@TonyB_ said:
How do I tell FlexSpin to assemble CALLD PA,#A with relative addressing, not CALLD PA,#S ? Thanks in advance.
The "\" is an option for requesting absolute, so I would've thought it would be relative by default ...
There are two different instructions with the name CALLD. I want the one with 20-bit A relative (opcode $FE_xx_xx_xx with no prefix) not the other one that FlexSpin gives me.
@Wuerfel_21 said:
If there's a situation where PNut gives you the A encoding and flexspin gives you the S encoding, that's probably a bug.
I've never used PNut because I can't. I can manually code the CALLD instruction with relative 20-bit #A but then it's hard to subtract skipping offset N (see here) due to the byte addressing that this CALLD uses, especially if the branch is negative. FlexSpin subtracts N from the address with no trouble for the similar instructions near the top of opcode map.
Flexspin will use absolute addressing when crossing memory type boundaries. If you place everything in hubRAM and make the address difference larger than 256 then Flexspin will build the instruction using relative branch and the 20-bit immediate encoding. ie: CALLD PA,#R
Snippet:
orgh $800
_main
mov pa, num
call #itod
call #putsp
call #call0
calld pa, #call1
call #call0
mov pa, num
call #itod
call #putnl
.end
waitx #500
jmp #.end
orgh $1000
call0
add num, #1
ret
call1
add num, #1
push pa
ret
@TonyB_ said:
There are two different instructions with the name CALLD. I want the one with 20-bit A relative (opcode $FE_xx_xx_xx with no prefix) not the other one that FlexSpin gives me.
It's extremely unfortunate that there are different instructions with the same name, but that's an architectural issue that you'd need to take up with @cgracey . My goal with FlexSpin is to always produce the same binary for input assembly as the official assembler (PNut), so for this case if the relative offset fits in 9 bits FlexSpin picks the general CALLD D, #S instruction just like PNut does.
If you need a particular binary encoding for an instruction the only real way to force that is to use LONG to insert the binary in to the stream.
@TonyB_ said:
There are two different instructions with the name CALLD. I want the one with 20-bit A relative (opcode $FE_xx_xx_xx with no prefix) not the other one that FlexSpin gives me.

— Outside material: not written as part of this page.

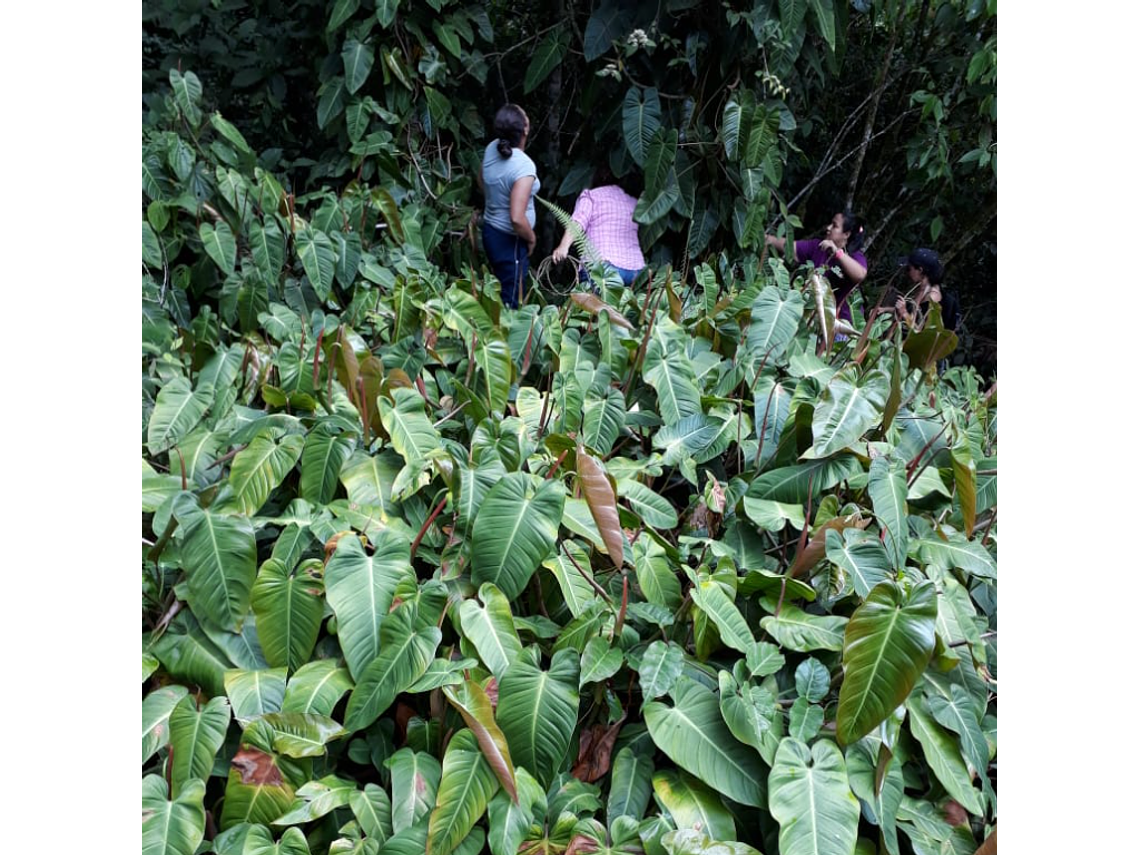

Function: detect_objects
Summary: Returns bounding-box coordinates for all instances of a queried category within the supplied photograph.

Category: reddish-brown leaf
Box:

It's extremely unfortunate that there are different instructions with the same name, but that's an architectural issue that you'd need to take up with @cgracey . My goal with FlexSpin is to always produce the same binary for input assembly as the official assembler (PNut), so for this case if the relative offset fits in 9 bits FlexSpin picks the general CALLD D, #S instruction just like PNut does.

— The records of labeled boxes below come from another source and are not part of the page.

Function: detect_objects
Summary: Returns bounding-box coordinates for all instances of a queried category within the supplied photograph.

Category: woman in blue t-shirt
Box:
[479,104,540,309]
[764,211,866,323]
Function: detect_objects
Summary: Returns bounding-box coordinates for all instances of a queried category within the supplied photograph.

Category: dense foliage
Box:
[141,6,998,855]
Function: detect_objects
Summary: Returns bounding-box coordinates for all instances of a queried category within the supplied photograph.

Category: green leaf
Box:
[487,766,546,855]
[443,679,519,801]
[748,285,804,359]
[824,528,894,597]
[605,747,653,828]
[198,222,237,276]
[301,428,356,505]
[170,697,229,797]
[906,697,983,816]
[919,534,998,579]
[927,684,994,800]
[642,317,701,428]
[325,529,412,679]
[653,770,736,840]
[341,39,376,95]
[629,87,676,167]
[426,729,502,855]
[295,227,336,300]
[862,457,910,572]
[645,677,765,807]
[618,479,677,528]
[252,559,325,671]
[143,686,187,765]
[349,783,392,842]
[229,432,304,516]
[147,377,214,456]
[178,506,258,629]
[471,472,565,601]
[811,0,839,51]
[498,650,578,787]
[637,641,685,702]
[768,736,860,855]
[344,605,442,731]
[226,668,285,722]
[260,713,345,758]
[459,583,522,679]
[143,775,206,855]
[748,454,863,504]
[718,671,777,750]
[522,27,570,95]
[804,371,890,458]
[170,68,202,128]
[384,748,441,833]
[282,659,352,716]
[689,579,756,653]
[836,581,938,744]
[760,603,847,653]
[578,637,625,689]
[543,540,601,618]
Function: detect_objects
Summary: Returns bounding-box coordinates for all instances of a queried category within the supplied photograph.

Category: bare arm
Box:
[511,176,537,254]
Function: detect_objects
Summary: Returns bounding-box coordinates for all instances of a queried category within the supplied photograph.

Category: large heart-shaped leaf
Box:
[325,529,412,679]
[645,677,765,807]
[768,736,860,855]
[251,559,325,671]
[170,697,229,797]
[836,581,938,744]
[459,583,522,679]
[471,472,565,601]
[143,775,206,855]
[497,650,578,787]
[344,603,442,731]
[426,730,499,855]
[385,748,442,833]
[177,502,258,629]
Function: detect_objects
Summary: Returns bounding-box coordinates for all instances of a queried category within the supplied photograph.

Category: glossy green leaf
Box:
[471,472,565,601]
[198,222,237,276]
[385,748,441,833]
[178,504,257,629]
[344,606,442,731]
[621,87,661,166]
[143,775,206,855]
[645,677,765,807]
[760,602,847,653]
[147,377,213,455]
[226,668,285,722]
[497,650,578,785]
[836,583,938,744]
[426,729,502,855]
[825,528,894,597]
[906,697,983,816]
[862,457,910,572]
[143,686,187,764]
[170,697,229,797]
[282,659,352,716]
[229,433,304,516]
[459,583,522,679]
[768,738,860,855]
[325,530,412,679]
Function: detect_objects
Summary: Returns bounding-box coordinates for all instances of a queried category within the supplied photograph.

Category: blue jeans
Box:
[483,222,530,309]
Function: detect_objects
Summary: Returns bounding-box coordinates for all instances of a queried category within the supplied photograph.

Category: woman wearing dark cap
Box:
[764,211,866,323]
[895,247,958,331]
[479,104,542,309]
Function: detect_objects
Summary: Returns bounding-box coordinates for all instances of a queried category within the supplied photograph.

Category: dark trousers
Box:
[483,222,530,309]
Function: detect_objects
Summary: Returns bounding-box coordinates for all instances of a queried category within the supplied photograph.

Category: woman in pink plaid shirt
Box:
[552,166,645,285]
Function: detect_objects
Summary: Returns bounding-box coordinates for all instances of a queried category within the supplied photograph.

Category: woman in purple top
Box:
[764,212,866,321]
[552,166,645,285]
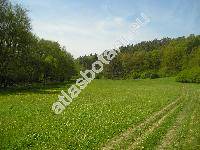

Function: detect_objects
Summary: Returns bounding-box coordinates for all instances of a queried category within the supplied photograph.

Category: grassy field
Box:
[0,78,200,150]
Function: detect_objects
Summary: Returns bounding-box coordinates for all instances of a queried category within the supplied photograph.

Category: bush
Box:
[176,67,200,83]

If you need a particular binary encoding for an instruction the only real way to force that is to use LONG to insert the binary in to the stream.
Thanks for the info, Eric. This is my workaround:
'calld pa,#a 'a in cog RAM
long $FE_10_00_00 + (a-$-1)<<2 & $FFFFF
@ersmith
Hi Eric - is it expected that using function pointers carry a pretty sizable memory penalty? Building the example code from the flexspin docs (added main function and vars to build):
' --- indirect call --- 1872 bytes prog/1044var bc (4592 native)
{
VAR
LONG funcptr
pub main | a, y
funcptr := @twice
y := funcptr(a)
}
' --- direct call --- 24 bytes prog/0var bc (432 native)
'{
pub main | a, y
y := twice(a)
'}
PUB twice(x) : r
r := x + x
calling twice() indirectly resulted in a huge increase in the binary size, whether bytecode or native. On the P2, spin2 nucode seems to be a bit better, though native code there is also a hefty increase.
A program that does nothing usually gets optimized away.
Eric's optimizer is just that good. In the second example that function call is completely eliminated, and then main is basically eliminated because it doesn't do anything.
But a function pointer throws all assumptions out the window. So no optimizing that out (you can call anything).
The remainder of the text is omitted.